It is well-know that if $f \geq 0$ $\mathbb{P}$-a.e., then $\int_\Omega f (x) \, \mathbb{P}(\mathrm{d} x) \geq 0$.

I am curious that could we get a stricter result such that $\int_\Omega f (x) \, \mathbb{P}(\mathrm{d} x) > 0$ whenever $f(x) > 0$ for each $ x \in \Omega$?

The answer seems to be YES, but I am not sure how to prove it rigorously. Could anyone help me out please?

My attempt:

I proved the case where $f$ is continuous (rather than just measurable) on $\Omega$. To see this, pick any compact subset $K \subset \Omega$, and then $f(x) \geq \eta= \max_{x \in K} f(x) >0$ on $K$.

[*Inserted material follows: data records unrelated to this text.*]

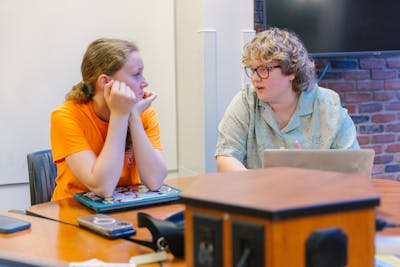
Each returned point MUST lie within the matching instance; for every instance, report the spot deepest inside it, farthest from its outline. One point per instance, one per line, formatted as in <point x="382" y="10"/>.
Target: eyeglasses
<point x="262" y="71"/>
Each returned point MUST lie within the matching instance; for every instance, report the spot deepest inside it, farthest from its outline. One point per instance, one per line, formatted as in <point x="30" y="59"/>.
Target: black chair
<point x="42" y="175"/>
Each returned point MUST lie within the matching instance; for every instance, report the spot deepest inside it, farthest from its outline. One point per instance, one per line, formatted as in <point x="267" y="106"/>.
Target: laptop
<point x="128" y="197"/>
<point x="358" y="161"/>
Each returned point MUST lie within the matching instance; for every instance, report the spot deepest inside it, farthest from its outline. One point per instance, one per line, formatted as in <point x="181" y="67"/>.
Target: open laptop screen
<point x="339" y="160"/>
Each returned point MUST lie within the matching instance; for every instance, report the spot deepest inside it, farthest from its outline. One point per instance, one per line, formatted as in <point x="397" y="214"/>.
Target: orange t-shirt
<point x="75" y="127"/>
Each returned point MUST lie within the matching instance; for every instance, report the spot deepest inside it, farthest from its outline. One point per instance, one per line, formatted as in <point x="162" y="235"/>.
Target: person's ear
<point x="102" y="80"/>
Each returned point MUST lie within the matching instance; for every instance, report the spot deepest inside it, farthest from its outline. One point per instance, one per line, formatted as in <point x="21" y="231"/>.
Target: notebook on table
<point x="358" y="161"/>
<point x="128" y="197"/>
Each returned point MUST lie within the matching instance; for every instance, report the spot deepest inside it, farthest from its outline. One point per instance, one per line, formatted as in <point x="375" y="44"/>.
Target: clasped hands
<point x="121" y="99"/>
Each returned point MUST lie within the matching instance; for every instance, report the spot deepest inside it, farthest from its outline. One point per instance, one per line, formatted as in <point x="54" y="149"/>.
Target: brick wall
<point x="369" y="87"/>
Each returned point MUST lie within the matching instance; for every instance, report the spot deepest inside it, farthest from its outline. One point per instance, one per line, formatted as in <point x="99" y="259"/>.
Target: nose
<point x="144" y="83"/>
<point x="254" y="76"/>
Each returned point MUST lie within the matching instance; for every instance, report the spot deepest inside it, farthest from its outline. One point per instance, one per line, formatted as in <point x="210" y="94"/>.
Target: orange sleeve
<point x="152" y="127"/>
<point x="65" y="134"/>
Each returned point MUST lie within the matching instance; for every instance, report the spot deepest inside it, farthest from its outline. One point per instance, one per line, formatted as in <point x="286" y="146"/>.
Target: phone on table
<point x="106" y="225"/>
<point x="11" y="225"/>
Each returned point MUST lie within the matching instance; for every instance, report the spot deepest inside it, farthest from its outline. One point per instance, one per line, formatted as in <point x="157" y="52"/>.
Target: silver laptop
<point x="339" y="160"/>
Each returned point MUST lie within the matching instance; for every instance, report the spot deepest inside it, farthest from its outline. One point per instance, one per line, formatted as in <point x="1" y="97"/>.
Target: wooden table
<point x="66" y="242"/>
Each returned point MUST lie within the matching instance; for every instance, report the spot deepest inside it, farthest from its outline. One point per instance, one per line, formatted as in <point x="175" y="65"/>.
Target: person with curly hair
<point x="283" y="108"/>
<point x="106" y="134"/>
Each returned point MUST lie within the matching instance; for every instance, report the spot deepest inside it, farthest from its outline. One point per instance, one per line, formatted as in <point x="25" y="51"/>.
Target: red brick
<point x="372" y="63"/>
<point x="383" y="117"/>
<point x="342" y="86"/>
<point x="384" y="74"/>
<point x="383" y="139"/>
<point x="356" y="75"/>
<point x="384" y="95"/>
<point x="393" y="127"/>
<point x="351" y="109"/>
<point x="357" y="97"/>
<point x="393" y="62"/>
<point x="370" y="85"/>
<point x="393" y="148"/>
<point x="363" y="140"/>
<point x="392" y="84"/>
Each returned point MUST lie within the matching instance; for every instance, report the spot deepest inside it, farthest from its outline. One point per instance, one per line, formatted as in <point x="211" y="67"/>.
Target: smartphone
<point x="106" y="225"/>
<point x="11" y="225"/>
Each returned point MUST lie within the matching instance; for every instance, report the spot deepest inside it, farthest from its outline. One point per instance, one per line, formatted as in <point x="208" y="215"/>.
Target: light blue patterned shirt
<point x="249" y="126"/>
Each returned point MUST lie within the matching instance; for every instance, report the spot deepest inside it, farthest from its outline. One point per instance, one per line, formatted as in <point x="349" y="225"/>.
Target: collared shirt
<point x="249" y="126"/>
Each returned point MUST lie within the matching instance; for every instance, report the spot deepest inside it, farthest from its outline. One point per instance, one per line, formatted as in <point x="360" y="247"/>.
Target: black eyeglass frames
<point x="262" y="71"/>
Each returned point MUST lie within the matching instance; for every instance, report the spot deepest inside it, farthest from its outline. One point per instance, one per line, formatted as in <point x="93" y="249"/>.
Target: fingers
<point x="107" y="88"/>
<point x="297" y="144"/>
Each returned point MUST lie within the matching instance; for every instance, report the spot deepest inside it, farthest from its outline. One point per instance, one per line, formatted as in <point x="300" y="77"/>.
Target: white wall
<point x="41" y="48"/>
<point x="209" y="38"/>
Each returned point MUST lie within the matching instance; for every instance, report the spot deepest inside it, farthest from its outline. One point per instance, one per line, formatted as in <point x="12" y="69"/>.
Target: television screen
<point x="339" y="26"/>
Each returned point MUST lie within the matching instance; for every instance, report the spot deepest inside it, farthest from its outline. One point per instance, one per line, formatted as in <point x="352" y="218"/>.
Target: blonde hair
<point x="288" y="51"/>
<point x="103" y="56"/>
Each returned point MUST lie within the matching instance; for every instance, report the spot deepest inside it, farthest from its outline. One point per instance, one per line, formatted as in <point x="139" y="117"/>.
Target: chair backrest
<point x="42" y="175"/>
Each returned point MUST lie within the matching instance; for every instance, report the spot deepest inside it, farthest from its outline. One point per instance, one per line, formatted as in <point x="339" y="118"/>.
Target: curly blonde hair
<point x="288" y="51"/>
<point x="103" y="56"/>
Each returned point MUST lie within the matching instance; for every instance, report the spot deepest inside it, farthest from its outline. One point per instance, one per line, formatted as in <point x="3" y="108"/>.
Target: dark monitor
<point x="339" y="26"/>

It then follows that $\int_{\Omega} f(x) \, \mathbb{P}(\mathrm{d} x) \geq \int_{K} f(x) \, \mathbb{P}(\mathrm{d} x) \geq \int_{K} \eta \, \mathbb{P}(\mathrm{d} x) = \eta >0.$

However, I did not know how to show such result for the case of a measurable function $f$ on $\Omega$.

Would you mind giving me some guidance or hint on it please? Thank you so much in advance!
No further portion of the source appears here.